Enviada em 17/08/2020

No filme “Escritores da Liberdade”, a professora recém formada Erin Gruwell, encontra dificuldades com seus novos alunos desobedientes e, infelizmente, sem conhecimentos básicos. O filme retrata a vida de jovens que estudam em uma escola estadual sem oportunidades, e com a chegada da professora, os alunos começam a desenvolver suas habilidades. Infelizmente, essa situação não se resume às telas, sendo a realidade de vários alunos e professores. Com isso, juntamente à pandemia, os desafios, principalmente dos professores, se agravam.

“É uma situação tensa, pois meu trabalho diário envolve rodas de conversa, momentos de contar histórias e cantar músicas, atividades de artes, ciências, jogos e brincadeiras presencialmente” diz a professora da rede pública da capital paulista, Márcia Sebastião. Há seis meses o mundo se encontra diante de uma pandemia, onde alguns estudantes tem o privilégio de possuir o EAD ( ensino à distância), e mesmo o tendo, poucos estão aprendendo. Em um documentário do jornal SPTV- Globo, jovens que estudam em escolas públicas e possuem o sonho de serem profissionais bons, contam como estão vivendo esses período. Dois estudantes que deram a entrevista não possuem aparelhos eletrônicos e internet, portanto não conseguem estudar há seis meses.
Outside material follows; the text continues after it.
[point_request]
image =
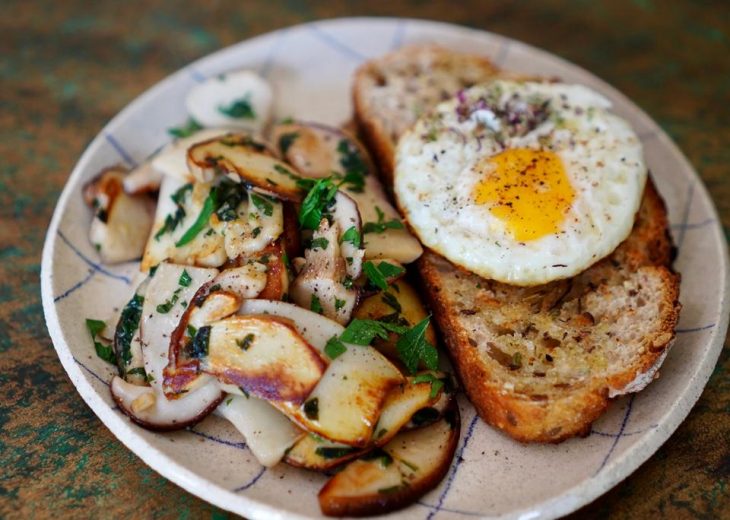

Em uma pesquisa realizada pela USP, 85% dos professores de São Paulo acreditam que os estudantes aprendem menos na pandemia. Além da desigualdade social que faz com que este número se agrave, deve-se lembrar dos problemas psicológicos atribuídos em meio à pandemia. Professores e alunos passam por um momento de incerteza, incerteza de quando tudo isso irá passar, de quando as aulas iram voltar etc. É notório o desespero de alunos e professores tendo em vista o cenário mundial, professores mais velhos entrando em um mundo tecnológico onde é muito difícil manter a atenção do aluno e controlar sua aula; alunos com pressão dos vestibulares e vendo que estão tendo um ano perdido, principalmente alunos de escolas públicas.

Portanto, medidas são necessárias para resolver o impasse. O Ministério da Cultura, em conjunto com o Ministério da Economia, deve propor, durante a pandemia, um projeto onde alunos e professores que não possuam aparelhos eletrônicos e internet, os consigam. Tal projeto irá disponibilizar aparelhos eletrônicos aos que não possuem e possuam renda igual ou abaixo de dois salários mínimos e deverá garantir aos portadores que isto funcione e que não tenha preço, portanto um projeto gratuito. Com esta ação, espera-se que a desigualdade social diminua e que todos consigam ter acesso às aulas online.